Un respaldo a SpaceX como único proveedor fiable
Desde que la cápsula Crew Dragon de SpaceX comenzó a transportar astronautas a la ISS en 2020, la agencia ha confiado en ella como principal medio de transporte. Sin embargo, los problemas técnicos del Starliner de Boeing, que incluyen fallos en los propulsores y fugas de helio durante su primera misión tripulada de prueba en 2024, han retrasado su certificación de forma indefinida.
Según fuentes de la NASA citadas por la agencia espacial, la ampliación del contrato con SpaceX no responde a un plazo concreto, sino a la necesidad de disponer de capacidad de reserva en caso de que Boeing no logre superar los problemas de su nave. La agencia no ha precisado el número exacto de misiones adicionales que se añadirán al acuerdo actual, que ya incluía seis misiones operativas hasta 2030.
Añadir más misiones a SpaceX nos da la seguridad de que seguiremos teniendo acceso a la estación espacial independientemente del estado del Starliner, señalan los responsables del programa.

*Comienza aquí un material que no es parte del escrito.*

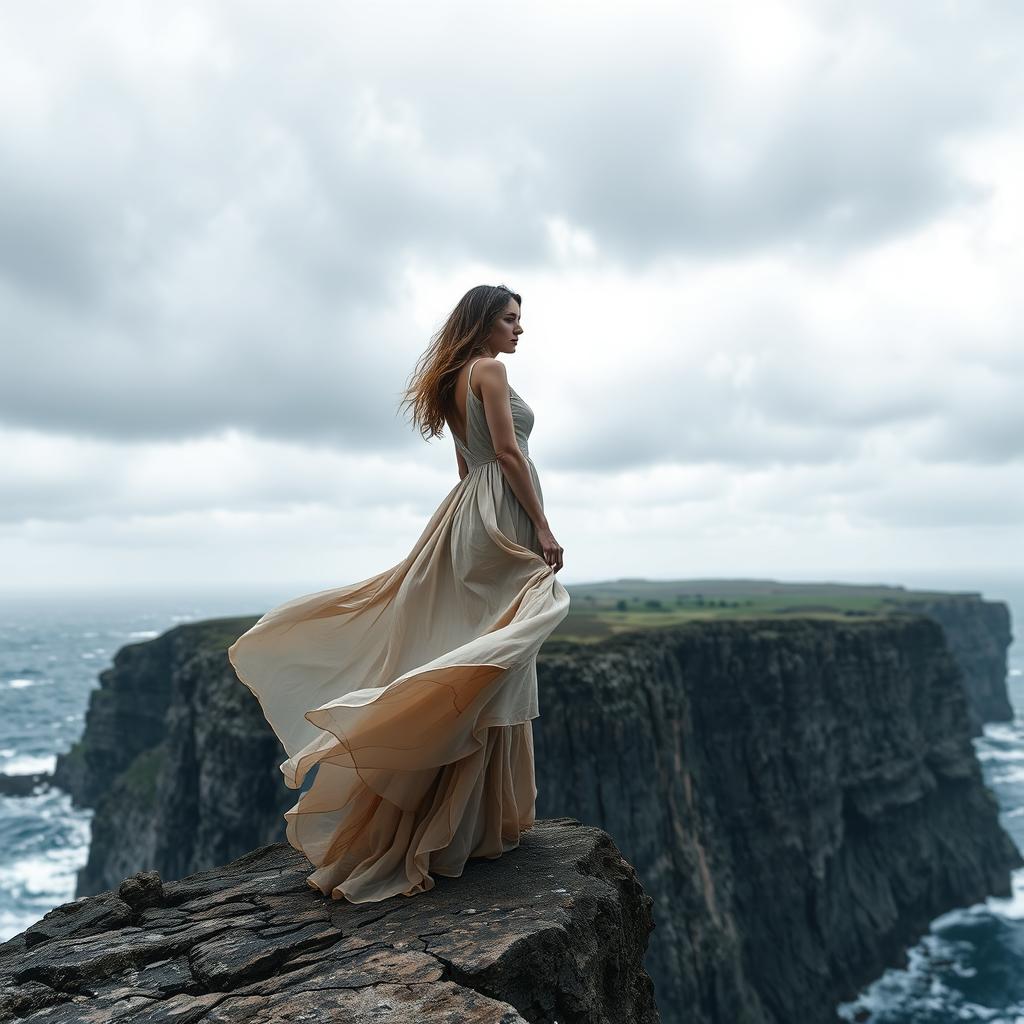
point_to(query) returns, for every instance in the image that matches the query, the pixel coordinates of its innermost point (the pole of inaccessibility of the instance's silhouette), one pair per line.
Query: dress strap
(469, 378)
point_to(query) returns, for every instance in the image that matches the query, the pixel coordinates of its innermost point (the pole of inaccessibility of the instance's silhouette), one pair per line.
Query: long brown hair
(431, 388)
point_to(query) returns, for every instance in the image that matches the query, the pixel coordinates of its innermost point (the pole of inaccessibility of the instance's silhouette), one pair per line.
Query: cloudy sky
(769, 252)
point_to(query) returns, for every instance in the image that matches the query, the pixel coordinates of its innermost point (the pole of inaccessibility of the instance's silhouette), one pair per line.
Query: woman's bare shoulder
(489, 369)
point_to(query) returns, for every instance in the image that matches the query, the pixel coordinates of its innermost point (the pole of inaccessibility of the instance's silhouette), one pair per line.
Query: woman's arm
(498, 411)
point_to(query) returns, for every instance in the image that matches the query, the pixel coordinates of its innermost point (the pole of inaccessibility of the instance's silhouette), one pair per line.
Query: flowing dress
(413, 692)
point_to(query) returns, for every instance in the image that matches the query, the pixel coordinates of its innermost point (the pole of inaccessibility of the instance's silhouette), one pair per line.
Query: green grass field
(599, 609)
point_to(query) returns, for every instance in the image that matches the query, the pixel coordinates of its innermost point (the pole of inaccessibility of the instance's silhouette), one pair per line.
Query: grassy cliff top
(601, 609)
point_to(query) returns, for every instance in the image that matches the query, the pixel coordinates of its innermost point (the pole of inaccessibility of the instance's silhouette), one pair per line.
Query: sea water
(969, 967)
(52, 649)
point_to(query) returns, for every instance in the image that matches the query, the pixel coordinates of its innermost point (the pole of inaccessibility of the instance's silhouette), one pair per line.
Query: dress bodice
(479, 449)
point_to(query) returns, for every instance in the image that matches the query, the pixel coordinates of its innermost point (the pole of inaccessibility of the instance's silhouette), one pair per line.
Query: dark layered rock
(978, 634)
(799, 796)
(554, 930)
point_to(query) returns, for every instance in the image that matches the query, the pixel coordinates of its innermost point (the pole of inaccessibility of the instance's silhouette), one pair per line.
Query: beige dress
(412, 693)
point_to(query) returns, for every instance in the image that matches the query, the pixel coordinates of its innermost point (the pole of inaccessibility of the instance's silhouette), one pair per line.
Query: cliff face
(554, 930)
(978, 634)
(800, 797)
(202, 788)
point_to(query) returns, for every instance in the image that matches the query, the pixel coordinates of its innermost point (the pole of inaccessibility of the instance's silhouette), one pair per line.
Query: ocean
(970, 966)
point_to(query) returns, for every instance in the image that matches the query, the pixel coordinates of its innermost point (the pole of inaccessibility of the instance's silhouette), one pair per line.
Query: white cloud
(769, 255)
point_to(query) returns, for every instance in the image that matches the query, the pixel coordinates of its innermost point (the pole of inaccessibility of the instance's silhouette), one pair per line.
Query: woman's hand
(552, 550)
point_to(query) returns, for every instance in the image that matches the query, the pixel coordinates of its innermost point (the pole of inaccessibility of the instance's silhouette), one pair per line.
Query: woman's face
(506, 332)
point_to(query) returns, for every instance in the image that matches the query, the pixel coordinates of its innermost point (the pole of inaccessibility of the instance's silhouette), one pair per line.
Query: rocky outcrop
(554, 930)
(199, 791)
(799, 796)
(978, 634)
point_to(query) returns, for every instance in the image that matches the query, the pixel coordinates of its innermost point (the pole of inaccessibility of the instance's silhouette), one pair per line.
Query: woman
(413, 693)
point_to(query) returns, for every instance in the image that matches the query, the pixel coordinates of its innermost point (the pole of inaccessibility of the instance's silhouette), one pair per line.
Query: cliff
(554, 930)
(978, 634)
(799, 796)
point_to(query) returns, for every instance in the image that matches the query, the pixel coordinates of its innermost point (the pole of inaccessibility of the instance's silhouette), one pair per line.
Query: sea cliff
(799, 796)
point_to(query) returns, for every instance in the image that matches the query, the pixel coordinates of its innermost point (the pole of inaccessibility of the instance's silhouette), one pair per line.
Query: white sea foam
(29, 765)
(1013, 905)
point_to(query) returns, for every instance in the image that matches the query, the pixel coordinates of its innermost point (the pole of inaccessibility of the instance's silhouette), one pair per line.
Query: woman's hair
(431, 389)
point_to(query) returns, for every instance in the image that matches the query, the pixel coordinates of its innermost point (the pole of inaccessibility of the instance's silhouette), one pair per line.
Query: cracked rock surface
(554, 931)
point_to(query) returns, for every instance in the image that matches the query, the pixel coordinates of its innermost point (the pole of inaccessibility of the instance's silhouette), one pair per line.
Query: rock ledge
(554, 931)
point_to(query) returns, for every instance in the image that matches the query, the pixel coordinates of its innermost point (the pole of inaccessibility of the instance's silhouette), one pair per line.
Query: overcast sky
(770, 257)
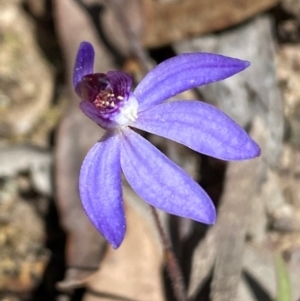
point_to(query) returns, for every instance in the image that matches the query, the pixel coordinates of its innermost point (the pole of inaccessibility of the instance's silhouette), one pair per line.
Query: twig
(171, 261)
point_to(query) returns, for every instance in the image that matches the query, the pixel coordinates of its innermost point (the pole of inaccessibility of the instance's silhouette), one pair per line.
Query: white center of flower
(128, 113)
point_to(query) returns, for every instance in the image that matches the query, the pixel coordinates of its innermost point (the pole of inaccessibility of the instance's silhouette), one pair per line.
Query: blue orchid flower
(107, 99)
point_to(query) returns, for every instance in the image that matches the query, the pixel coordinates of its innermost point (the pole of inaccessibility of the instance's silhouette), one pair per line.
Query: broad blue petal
(201, 127)
(161, 183)
(184, 72)
(100, 189)
(84, 63)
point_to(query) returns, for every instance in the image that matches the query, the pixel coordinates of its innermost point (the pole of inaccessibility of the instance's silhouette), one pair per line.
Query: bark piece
(171, 21)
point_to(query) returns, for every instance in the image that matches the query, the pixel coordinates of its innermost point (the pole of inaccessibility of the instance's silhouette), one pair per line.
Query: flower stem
(171, 261)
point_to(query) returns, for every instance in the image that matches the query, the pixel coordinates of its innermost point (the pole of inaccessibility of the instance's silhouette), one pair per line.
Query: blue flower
(107, 99)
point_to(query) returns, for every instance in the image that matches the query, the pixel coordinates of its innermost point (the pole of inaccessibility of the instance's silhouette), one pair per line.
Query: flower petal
(201, 127)
(121, 82)
(183, 72)
(100, 189)
(161, 183)
(84, 63)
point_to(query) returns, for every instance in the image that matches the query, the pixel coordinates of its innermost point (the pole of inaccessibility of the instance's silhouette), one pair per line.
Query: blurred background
(48, 248)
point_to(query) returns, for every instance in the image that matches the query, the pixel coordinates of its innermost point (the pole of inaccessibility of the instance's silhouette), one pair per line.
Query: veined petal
(121, 82)
(100, 189)
(84, 63)
(162, 183)
(183, 72)
(201, 127)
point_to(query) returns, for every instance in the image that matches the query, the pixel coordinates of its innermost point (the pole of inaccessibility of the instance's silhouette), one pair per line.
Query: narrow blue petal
(201, 127)
(162, 183)
(84, 63)
(183, 72)
(100, 189)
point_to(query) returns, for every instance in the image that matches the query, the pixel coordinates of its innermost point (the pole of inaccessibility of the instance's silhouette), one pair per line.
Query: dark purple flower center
(96, 88)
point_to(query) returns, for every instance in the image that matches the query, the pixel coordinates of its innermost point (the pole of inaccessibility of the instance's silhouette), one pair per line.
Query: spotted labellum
(109, 101)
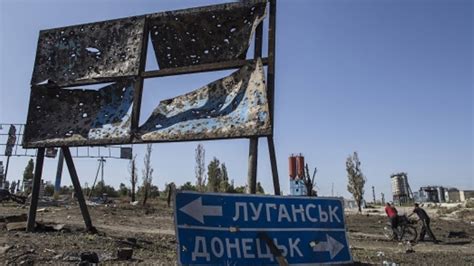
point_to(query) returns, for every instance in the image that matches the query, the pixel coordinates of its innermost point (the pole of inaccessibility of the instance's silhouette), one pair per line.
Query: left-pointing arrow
(196, 210)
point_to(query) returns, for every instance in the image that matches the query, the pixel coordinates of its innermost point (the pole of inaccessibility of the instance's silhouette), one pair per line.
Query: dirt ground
(149, 231)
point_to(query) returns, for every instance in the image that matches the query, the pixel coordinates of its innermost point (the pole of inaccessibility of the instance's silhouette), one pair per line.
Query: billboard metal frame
(268, 61)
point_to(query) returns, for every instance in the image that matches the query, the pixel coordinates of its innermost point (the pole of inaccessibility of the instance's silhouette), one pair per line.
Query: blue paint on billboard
(232, 229)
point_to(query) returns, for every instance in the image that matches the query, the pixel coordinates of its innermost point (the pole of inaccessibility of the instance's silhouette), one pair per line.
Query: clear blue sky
(392, 80)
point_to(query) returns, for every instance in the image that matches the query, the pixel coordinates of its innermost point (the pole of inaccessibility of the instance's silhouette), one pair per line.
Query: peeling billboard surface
(234, 106)
(101, 50)
(72, 117)
(204, 35)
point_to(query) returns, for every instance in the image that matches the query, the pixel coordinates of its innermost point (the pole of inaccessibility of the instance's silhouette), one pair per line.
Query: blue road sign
(236, 229)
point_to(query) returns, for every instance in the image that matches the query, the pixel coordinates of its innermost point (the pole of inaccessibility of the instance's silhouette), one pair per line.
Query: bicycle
(405, 231)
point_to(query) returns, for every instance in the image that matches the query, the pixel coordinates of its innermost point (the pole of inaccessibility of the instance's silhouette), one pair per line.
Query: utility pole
(373, 193)
(102, 162)
(59, 172)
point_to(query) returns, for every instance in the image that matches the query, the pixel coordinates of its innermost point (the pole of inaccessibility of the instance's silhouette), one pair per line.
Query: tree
(147, 173)
(123, 190)
(214, 175)
(28, 173)
(133, 178)
(309, 181)
(200, 169)
(356, 179)
(224, 184)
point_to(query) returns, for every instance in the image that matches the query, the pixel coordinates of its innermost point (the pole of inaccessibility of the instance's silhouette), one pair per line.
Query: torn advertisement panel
(100, 51)
(206, 34)
(234, 106)
(77, 117)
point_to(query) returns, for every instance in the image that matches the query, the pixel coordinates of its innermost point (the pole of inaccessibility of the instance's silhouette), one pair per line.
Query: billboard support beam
(271, 92)
(78, 189)
(30, 226)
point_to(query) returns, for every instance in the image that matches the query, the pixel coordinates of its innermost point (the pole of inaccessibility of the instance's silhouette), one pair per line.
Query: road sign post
(235, 229)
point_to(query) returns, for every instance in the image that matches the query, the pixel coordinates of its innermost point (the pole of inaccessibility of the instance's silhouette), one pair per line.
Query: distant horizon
(390, 80)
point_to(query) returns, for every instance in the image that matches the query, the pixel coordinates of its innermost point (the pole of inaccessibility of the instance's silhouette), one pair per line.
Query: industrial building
(296, 172)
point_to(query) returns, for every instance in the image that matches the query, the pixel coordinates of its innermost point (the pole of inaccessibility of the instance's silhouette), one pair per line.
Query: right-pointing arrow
(331, 245)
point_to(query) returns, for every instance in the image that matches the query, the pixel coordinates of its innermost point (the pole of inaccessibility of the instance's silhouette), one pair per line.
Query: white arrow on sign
(196, 210)
(331, 245)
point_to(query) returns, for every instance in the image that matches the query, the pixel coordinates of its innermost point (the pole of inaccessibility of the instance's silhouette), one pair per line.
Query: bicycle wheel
(388, 232)
(409, 233)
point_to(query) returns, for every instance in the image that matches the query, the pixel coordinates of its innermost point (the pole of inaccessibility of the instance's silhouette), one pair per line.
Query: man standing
(392, 214)
(425, 219)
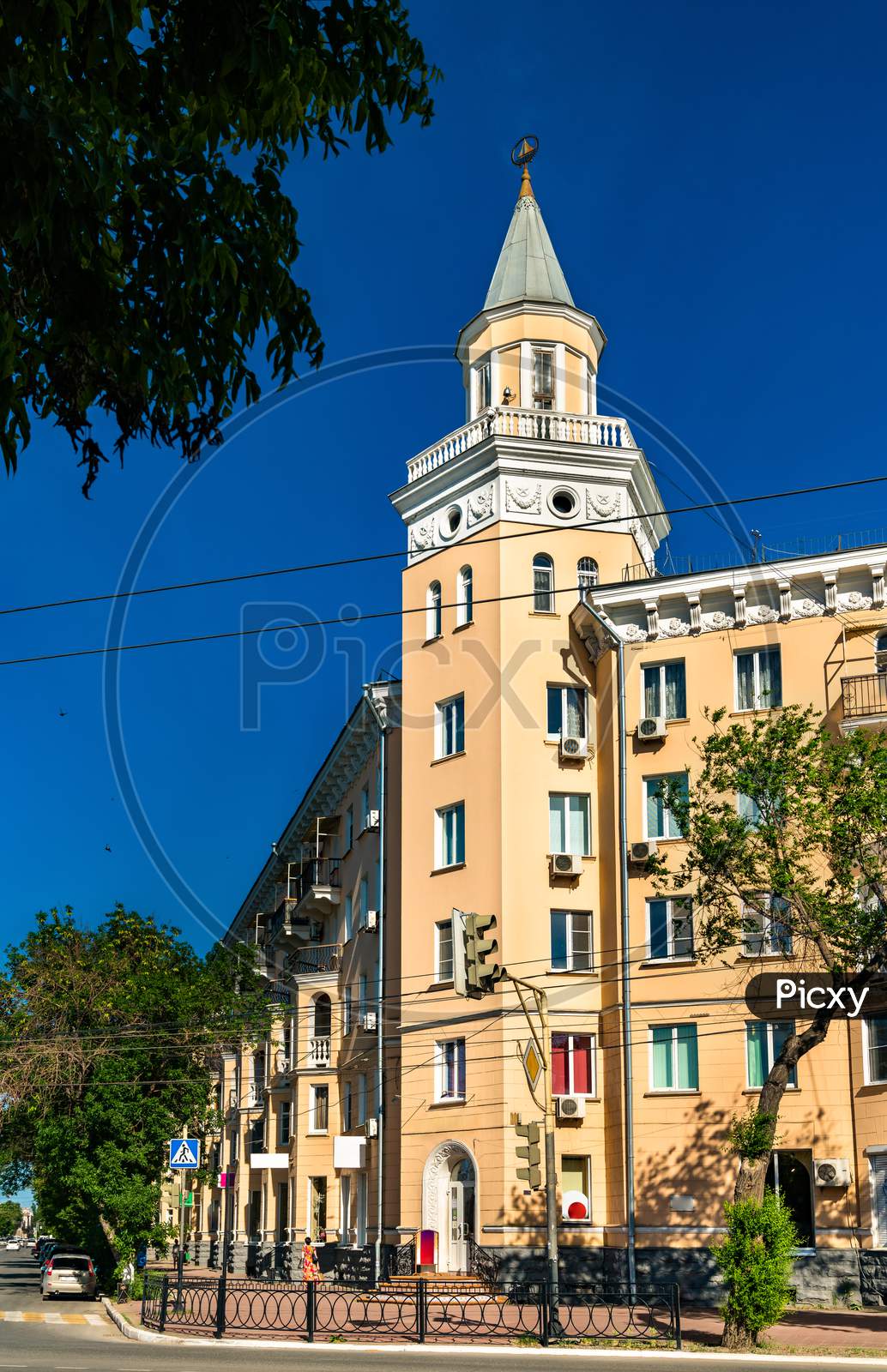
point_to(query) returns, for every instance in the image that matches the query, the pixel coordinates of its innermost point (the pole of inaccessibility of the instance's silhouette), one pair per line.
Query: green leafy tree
(813, 837)
(146, 240)
(10, 1216)
(107, 1044)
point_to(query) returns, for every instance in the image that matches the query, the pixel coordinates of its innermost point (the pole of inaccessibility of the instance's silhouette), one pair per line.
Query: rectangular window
(450, 726)
(543, 379)
(573, 1065)
(571, 940)
(444, 951)
(661, 822)
(673, 1058)
(665, 690)
(482, 388)
(450, 1069)
(763, 1043)
(566, 713)
(569, 823)
(576, 1176)
(765, 932)
(450, 834)
(317, 1205)
(758, 679)
(669, 930)
(319, 1109)
(875, 1051)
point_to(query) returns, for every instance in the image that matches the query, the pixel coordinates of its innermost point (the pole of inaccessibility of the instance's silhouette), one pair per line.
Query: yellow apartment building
(532, 603)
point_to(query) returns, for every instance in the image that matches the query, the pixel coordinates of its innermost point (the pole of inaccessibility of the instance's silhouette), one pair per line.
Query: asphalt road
(100, 1348)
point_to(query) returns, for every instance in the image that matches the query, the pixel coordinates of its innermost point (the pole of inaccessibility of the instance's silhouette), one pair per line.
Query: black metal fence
(409, 1312)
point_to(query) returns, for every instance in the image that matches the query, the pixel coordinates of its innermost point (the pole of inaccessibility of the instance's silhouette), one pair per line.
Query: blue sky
(713, 180)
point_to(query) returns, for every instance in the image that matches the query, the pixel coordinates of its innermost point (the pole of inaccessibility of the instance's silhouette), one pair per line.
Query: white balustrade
(510, 422)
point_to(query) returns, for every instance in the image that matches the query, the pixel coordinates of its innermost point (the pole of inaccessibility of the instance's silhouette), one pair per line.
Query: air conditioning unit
(564, 864)
(831, 1172)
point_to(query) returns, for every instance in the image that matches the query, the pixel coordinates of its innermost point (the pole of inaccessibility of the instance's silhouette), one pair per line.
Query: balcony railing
(864, 696)
(510, 422)
(315, 958)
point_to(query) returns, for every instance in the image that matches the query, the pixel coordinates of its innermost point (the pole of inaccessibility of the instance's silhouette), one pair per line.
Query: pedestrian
(311, 1268)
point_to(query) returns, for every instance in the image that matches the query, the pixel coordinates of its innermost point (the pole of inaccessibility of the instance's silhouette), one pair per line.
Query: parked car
(69, 1273)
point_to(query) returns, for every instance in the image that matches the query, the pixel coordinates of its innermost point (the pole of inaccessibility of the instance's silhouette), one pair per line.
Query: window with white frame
(543, 585)
(319, 1109)
(587, 573)
(482, 388)
(566, 713)
(673, 1058)
(450, 726)
(763, 1043)
(434, 624)
(450, 1069)
(571, 940)
(658, 820)
(573, 1065)
(758, 679)
(875, 1051)
(765, 926)
(543, 379)
(450, 839)
(444, 950)
(569, 823)
(665, 689)
(669, 930)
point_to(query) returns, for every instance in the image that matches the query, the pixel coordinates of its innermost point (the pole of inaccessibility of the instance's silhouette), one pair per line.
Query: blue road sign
(184, 1152)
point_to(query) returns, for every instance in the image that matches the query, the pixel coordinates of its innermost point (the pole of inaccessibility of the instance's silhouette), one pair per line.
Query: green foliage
(756, 1259)
(146, 239)
(10, 1216)
(107, 1042)
(751, 1135)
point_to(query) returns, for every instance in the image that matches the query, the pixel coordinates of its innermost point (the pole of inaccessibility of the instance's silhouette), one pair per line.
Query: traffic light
(474, 971)
(533, 1170)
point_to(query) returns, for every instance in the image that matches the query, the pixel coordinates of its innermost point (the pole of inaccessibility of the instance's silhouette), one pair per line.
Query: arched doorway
(450, 1204)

El futuro de Boeing en la ISS
La situación de Boeing es delicada. La compañía ha invertido miles de millones de dólares en el desarrollo del Starliner bajo un contrato de precio fijo con la NASA, pero los sobrecostes y los retrasos acumulados han generado dudas sobre la viabilidad del programa. Aunque Boeing ha declarado que sigue trabajando en las soluciones técnicas, la NASA no ha fijado una nueva fecha para la certificación final, lo que ha llevado a la agencia a blindarse con SpaceX.
La ampliación del contrato con SpaceX podría implicar una mayor concentración del mercado en el sector espacial estadounidense. Mientras la empresa de Musk consolida su posición como proveedor dominante de transporte tripulado, Boeing podría quedar rezagado si no logra certificar su nave a tiempo. La NASA, por su parte, evita quedarse sin opciones de acceso a la órbita baja terrestre, un escenario que habría sido crítico para la continuidad de las operaciones científicas en el laboratorio orbital.